Having exhausted Ilfracombe library’s history section and the net’s resources, with the Mariscos having owned lands in Somerset and Ireland as well as the whole of tiny Lundy’s three miles of rock, I took myself off to Bath and plunged into that old Roman town's reference library.

The superficial, the accepted shorthand history view, was that William de Marisco rebelled against his king, fled to Lundy and there led a band of pirates. But that shorthand view of his story didn’t smell right. So I dug ... and discovered treachery upon betrayal upon intrigue all laced with regal and religious machinations. William de Marisco was a man loyal to the realm, ill-used by the realm.

The Secret Report of Friar Otto is dedicated to Dr David Kelly, a UN weapons inspector who took his own life in despair after revealing to the press what he know about the non-presence of weapons of mass destruction before Britain and America invaded Iraq ... another man loyal to the realm and ill-used by the realm. Friar Otto kept his information secret, probably lived to a ripe old age, and the truth waited for 750 years to be told.

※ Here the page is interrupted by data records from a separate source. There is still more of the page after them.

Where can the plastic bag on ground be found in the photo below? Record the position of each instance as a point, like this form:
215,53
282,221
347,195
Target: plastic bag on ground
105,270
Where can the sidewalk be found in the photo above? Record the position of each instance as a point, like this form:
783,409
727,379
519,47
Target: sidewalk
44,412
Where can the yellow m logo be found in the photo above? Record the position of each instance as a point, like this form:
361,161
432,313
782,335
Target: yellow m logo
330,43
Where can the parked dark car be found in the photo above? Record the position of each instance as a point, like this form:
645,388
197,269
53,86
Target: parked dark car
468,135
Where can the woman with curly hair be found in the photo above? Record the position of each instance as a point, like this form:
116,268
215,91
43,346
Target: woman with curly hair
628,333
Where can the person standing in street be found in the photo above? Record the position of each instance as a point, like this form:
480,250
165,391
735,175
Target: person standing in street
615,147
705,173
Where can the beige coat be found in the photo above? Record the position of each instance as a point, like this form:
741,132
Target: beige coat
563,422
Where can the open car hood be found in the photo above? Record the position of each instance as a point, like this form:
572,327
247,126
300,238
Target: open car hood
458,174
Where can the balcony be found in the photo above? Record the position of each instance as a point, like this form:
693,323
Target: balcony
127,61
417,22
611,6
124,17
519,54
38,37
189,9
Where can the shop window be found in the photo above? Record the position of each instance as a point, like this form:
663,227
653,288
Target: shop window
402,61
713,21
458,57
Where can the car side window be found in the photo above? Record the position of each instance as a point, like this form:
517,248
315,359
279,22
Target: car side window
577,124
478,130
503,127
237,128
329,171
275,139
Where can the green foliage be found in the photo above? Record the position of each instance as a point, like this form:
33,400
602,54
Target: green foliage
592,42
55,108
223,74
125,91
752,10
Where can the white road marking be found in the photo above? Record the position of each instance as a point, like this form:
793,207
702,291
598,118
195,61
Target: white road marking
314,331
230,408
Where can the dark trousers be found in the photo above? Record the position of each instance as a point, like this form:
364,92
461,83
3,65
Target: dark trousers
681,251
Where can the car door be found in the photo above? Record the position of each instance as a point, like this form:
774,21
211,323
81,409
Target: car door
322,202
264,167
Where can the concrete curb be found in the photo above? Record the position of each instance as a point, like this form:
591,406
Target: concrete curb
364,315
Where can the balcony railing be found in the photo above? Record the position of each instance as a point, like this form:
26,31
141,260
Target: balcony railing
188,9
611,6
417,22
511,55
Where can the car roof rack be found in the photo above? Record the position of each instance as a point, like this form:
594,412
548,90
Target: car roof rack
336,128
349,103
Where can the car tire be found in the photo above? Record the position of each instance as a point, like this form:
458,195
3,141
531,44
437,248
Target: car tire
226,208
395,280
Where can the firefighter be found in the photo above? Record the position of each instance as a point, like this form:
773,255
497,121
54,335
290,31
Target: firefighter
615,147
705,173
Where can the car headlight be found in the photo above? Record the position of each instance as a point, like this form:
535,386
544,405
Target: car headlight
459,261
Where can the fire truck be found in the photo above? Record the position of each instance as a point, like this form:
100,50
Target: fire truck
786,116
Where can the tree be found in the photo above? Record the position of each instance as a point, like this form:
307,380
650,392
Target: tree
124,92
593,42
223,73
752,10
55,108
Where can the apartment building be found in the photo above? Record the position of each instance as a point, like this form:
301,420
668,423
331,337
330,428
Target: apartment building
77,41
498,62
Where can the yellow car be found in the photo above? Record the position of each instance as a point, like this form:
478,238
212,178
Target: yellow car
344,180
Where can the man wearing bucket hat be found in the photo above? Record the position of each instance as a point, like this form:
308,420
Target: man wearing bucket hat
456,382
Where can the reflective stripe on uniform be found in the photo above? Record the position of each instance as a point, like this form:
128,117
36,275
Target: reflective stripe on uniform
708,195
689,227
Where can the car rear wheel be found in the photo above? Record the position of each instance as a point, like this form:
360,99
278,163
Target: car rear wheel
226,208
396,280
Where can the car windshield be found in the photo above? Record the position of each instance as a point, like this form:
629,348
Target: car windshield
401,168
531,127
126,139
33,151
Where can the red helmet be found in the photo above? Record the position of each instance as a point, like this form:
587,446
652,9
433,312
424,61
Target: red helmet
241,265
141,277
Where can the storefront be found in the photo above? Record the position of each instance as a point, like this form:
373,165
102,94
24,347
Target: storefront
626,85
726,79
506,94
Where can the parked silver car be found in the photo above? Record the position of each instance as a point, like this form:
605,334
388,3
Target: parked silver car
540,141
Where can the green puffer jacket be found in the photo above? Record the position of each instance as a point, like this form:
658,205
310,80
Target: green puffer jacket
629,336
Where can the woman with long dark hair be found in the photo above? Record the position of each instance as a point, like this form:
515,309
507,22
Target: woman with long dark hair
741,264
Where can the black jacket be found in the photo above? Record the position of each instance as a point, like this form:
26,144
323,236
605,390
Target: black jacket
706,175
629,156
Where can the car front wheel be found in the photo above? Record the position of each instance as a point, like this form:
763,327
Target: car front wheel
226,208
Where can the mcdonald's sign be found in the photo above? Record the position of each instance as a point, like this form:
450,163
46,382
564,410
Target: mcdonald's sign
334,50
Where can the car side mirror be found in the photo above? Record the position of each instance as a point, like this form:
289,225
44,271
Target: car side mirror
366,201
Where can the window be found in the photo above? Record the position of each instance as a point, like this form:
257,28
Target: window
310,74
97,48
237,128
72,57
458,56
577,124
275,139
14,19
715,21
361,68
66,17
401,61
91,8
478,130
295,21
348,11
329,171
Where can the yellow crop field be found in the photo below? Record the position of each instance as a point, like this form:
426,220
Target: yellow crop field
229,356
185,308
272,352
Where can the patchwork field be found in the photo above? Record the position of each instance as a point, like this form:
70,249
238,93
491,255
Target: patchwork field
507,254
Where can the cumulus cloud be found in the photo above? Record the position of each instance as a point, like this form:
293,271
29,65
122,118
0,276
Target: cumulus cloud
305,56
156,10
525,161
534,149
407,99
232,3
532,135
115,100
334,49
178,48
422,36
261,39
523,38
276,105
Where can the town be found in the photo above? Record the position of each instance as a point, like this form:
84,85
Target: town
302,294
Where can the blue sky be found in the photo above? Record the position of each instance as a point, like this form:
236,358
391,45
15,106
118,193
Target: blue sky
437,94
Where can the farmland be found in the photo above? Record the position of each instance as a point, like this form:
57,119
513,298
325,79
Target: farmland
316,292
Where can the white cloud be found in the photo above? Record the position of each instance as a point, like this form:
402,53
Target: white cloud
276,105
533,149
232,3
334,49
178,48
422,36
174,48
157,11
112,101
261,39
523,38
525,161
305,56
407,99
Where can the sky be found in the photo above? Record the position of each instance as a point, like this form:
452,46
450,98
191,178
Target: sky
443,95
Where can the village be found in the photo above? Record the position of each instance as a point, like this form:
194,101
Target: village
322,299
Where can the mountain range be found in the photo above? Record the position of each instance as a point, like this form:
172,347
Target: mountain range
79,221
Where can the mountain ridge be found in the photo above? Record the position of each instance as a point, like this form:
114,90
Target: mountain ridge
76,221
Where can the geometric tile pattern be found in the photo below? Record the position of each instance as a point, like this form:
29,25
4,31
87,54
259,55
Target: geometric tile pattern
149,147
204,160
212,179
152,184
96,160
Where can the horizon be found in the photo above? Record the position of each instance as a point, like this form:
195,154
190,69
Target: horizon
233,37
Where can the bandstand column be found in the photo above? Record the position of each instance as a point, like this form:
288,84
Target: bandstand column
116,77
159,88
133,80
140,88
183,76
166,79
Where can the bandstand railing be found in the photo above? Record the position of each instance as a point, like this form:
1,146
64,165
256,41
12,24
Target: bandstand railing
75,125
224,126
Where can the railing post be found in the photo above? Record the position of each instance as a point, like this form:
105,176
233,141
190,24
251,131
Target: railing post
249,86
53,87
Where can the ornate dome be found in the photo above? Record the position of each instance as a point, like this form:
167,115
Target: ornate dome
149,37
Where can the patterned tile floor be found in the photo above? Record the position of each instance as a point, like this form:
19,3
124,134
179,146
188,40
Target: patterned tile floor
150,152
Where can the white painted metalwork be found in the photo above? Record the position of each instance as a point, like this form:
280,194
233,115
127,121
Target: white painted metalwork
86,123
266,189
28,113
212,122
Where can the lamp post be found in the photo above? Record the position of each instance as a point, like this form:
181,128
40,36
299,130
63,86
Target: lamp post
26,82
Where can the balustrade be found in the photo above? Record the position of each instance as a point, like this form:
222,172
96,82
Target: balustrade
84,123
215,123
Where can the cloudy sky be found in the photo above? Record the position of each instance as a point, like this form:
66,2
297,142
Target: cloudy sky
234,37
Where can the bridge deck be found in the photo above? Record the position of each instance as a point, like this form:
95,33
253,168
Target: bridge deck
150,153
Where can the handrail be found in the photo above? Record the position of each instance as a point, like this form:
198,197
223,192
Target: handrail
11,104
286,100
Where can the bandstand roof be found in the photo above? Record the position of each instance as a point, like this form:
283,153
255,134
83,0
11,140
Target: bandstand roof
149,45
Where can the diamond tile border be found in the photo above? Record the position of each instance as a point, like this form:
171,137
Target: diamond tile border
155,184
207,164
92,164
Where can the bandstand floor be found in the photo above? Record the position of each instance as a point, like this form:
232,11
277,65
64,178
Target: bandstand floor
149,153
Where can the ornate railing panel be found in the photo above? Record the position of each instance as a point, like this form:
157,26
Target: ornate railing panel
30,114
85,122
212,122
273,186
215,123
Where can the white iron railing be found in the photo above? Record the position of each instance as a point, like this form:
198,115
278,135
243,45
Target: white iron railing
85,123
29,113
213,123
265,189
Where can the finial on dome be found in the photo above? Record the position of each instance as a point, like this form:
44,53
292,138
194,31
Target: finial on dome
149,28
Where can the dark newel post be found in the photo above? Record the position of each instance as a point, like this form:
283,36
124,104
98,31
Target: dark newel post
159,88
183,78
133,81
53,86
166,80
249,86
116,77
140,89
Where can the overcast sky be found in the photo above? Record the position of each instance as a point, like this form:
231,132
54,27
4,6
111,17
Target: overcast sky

Why Friar Otto? I felt that a single voice was required.

To represent such a convoluted history from an omniscient author’s view would have required more research than I was capable of undertaking. I certainly couldn’t afford to get over to Ireland and France to look into the Montmorencis, the Marisco descendants there. Stanley Marris, a Canadian descendant of William de Marisco, was however most generous with his help.

I was aware that the Franciscans were at the time of William de Marisco’s imprisonment beginning to make inroads into England. They had already placed a man in the English court. So I struck upon the idea of a friar scribe, Otto, a naïf.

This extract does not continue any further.